In 2015, researchers examined the consumption of caffeinated beverages by 494 individuals that had successfully maintained weight loss and 2129 individuals representative of the general population. They found that weight loss maintainers took substantially more cups of caffeinated beverages per day compared to the general population. So caffeine might support weight loss maintenance.
Basal Metabolic Rate
Your basal metabolic rate (BMR) is the rate at which your body burns calories when you are resting. The higher your BMR, the more likely you are to lose weight and maintain weight loss.
In a 1995 study, twelve healthy young male subjects consumed 150 ml of decaffeinated coffee either with or without 200 mg of added caffeine. BMR was measured before consumption, immediately after and then three hours later. Participants that were placed on caffeine experienced an immediate increase in their BMR that stayed elevated for the three hours after consumption.
An earlier study looked at the effect of oral administration of 100 mg of caffeine over 2 hour intervals in a 12-hour day. It came to a similar conclusion — it increased energy expenditure by 8-11 percent.
In 2014, researchers examined the effects of coffee consumption on 84 healthy subjects over a four week period. Participants experienced a decrease in body fat and an increase in the mood enhancing hormone serotonin.
Notably, subjects showed a decrease in the levels of the ghrelin. This is important given that ghrelin is the hormone responsible for feelings of hunger. The study therefore suggested caffeine could play an important role in regulating satiety.
Caffeine is a popular ingredient in sports gels and energy drinks. A 2001 review sought to establish caffeine’s role in competition and training. It found that it boosts speed, output and training endurance and resistance to fatigue.
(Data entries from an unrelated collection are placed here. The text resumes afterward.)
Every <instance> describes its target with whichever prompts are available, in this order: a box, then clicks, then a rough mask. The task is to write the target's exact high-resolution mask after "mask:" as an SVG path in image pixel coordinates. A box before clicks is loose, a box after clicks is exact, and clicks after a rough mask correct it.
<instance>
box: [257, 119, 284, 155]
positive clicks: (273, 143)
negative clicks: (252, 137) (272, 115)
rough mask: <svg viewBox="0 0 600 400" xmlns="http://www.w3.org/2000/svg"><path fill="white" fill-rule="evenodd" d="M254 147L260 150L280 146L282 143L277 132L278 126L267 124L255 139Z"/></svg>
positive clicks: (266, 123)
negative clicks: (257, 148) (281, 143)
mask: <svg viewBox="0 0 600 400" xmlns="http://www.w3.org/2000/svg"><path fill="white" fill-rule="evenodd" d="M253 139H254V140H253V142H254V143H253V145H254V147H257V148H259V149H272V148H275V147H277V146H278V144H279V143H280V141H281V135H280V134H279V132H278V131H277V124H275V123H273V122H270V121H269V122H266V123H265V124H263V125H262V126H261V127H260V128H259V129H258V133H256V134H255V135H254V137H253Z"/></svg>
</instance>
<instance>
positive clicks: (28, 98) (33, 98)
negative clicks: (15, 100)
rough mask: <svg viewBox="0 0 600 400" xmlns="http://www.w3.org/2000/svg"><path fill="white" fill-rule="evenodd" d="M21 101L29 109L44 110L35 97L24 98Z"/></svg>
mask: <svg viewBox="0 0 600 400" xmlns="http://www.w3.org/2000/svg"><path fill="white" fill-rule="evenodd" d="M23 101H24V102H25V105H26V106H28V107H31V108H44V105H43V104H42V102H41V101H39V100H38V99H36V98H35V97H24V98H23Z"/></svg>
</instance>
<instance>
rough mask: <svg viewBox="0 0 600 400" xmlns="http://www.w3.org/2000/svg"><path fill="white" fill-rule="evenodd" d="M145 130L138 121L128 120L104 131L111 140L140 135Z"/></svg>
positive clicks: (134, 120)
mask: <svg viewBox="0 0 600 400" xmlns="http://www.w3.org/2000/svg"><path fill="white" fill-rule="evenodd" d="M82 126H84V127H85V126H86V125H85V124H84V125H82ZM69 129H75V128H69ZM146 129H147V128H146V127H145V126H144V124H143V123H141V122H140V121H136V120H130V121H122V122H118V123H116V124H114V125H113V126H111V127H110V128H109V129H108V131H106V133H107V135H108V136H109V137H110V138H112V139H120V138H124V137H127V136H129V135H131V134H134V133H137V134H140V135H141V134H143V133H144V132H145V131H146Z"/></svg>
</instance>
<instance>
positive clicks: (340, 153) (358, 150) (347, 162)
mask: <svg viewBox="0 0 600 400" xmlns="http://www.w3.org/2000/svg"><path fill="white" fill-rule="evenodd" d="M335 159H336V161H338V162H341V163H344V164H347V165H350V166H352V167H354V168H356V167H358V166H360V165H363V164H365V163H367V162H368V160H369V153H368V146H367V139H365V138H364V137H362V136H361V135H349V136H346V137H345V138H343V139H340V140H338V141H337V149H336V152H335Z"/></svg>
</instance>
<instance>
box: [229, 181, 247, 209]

The study suggested caffeine’s efficacy in this respect is due to its ability to create a favorable ionic environment in cells of active muscles. This is however contrary to a popular theory that insinuates caffeine enhances fat oxidation.
A 2012 study of caffeine’s impact on muscle performance placed twelve participants on either a placebo or a caffeine-containing drink. Those on caffeine showed improved muscle power.
You can add weight loss to caffeine’s other known benefits. As with anything good, moderation is key. Caffeine’s benefits are more likely when you keep your daily intake at no more than 400 mg per day. Most importantly, keep your doctor close when you embark on a weight loss plan. Get their consent confirming caffeine-containing supplements will be safe and appropriate for you.